When a story is as ancient as the Epic of Gilgamesh, it is not surprising that there are several versions that have been recovered on ancient clay tablets. What is surprising is that Gilgamesh's story is alive and well in modern culture, ranging from music to television to video games. That makes it more understandable that Robert Silverberg, that prolific master of science fiction, brought his talents to bear on retelling the tale in 1984. One wonders how earlier authors missed taking advantage of a story with such fantastic elements: a demi-god, slayer of monsters, and master warrior, searching for the key to immortality.
In Gilgamesh the King, Silverberg spins a mesmerizing narrative that follows the basic plotline of the original epic. Told by Gilgamesh himself, it begins with the funeral of his father and 6-year-old Gilgamesh's realization that friends and servants are being sent to their death so they can serve the king in the next life. Thus, the theme of man's struggle with the inevitability of death is introduced.
We also meet the young girl who will become the high priestess of Inanna (Sumerian goddess equivalent to Ishtar).
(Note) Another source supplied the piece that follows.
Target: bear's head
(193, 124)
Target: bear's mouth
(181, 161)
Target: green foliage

As the personification of the goddess of love and war, she both tempts and infuriates Gilgamesh in a lifelong struggle for love and power. As well as the exciting adventures and fun of seeing how Silverberg interpreted the original epic, we see also that Gilgamesh is pondering big questions: why must people die, what is the meaning of life, and how does one balance destiny with action and free will?
In the afterword, Silverberg himself admits that he strove to give the story an historical Sumerian setting and tell it from the original Gilgamesh's point of view, while weaving in elements of the epic. There are those who lament this approach because it resulted in making certain adventures mundane compared to the epic. However, I do not think that the critics give Silverberg enough credit. Silverberg very effectively carries the reader to ancient times and into the mind of the main character. Gilgamesh experiences the gods' power and magic and, thus, so does the reader. The writing style is appropriately spare and simple, as if to echo how it would have been written in antiquity, as well as how difficult it would have been for an action-oriented hero to get his thoughts written down.
However, Silverberg also unwittingly gives a comparison between the ancient and modern secular worldviews. Considering the epic's origin in ancient biblical times, Catholic readers have an almost unparalleled opportunity to compare it to the revelations of God and human nature that are found in the Christian faith.
Readers can see how the Hebrew people molded elements of that tale to show the truth about God and where the differences between the stories. For example, the gods in Gilgamesh depend on the smoke from the people's burnt offerings as food. If the people are destroyed so that no more offerings can be given, then the gods will starve. Contrast this with the many times in the Old Testament that God says that he is not interested in burnt offerings. "For it is love that I desire, not sacrifice, and knowledge of God rather than holocausts" (Hos. 6:6).